William Boyce (b. 1711 – d. 7 February 1779) was an English composer and organist. Born in London to John Boyce, a cabinet-maker and joiner, and his wife, Boyce was baptised on 11 September 1711 and was admitted by his father as a choirboy at St Paul's Cathedral in 1719, before studying music with Maurice Greene after his voice broke in 1727. His first professional appointment came in 1734 when he was employed as an organist at the Oxford Chapel. He went on to take a number of similar posts before being appointed Master of the King's Musick in 1755 and becoming one of the organists at the Chapel Royal in 1758. By the year 1758 his deafness had increased to such an extent that he was unable to continue in his organist posts. He resolved to give up teaching and to retire to Kensington, and devote himself to editing the collection of church music which bears his name. He retired and worked on completing the compilation Cathedral Music that his teacher Greene had left incomplete at his death. This led to Boyce editing works by the likes of William Byrd and Henry Purcell. Many of the pieces in the collection are still used in Anglican services today.

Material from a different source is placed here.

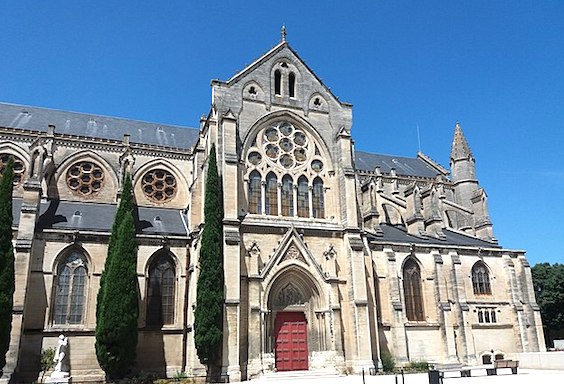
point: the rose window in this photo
(284, 145)
(19, 167)
(85, 178)
(159, 185)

He is known for his set of eight symphonies, his anthems and his odes, and also wrote the masque Peleus and Thetis and songs for John Dryden's Secular Masque, incidental music for William Shakespeare's The Tempest, Cymbeline, Romeo and Juliet and The Winter's Tale, and a quantity of chamber music including a set of twelve trio sonatas.
On February 7, 1779 Boyce died from an attack of gout. He was buried under the dome of St Paul's cathedral.
These ten voluntaries were published posthumously in London in 1785, and are true classics of the "style." Much of what we associate with the "Anglican style" really "start" with the music of Boyce. Each of them make for excellent "technical exercises," as none of them are easy.
The score is attached as well as photo of Boyce's portrait (pre-Nutrisystem), ca. 1765-1770.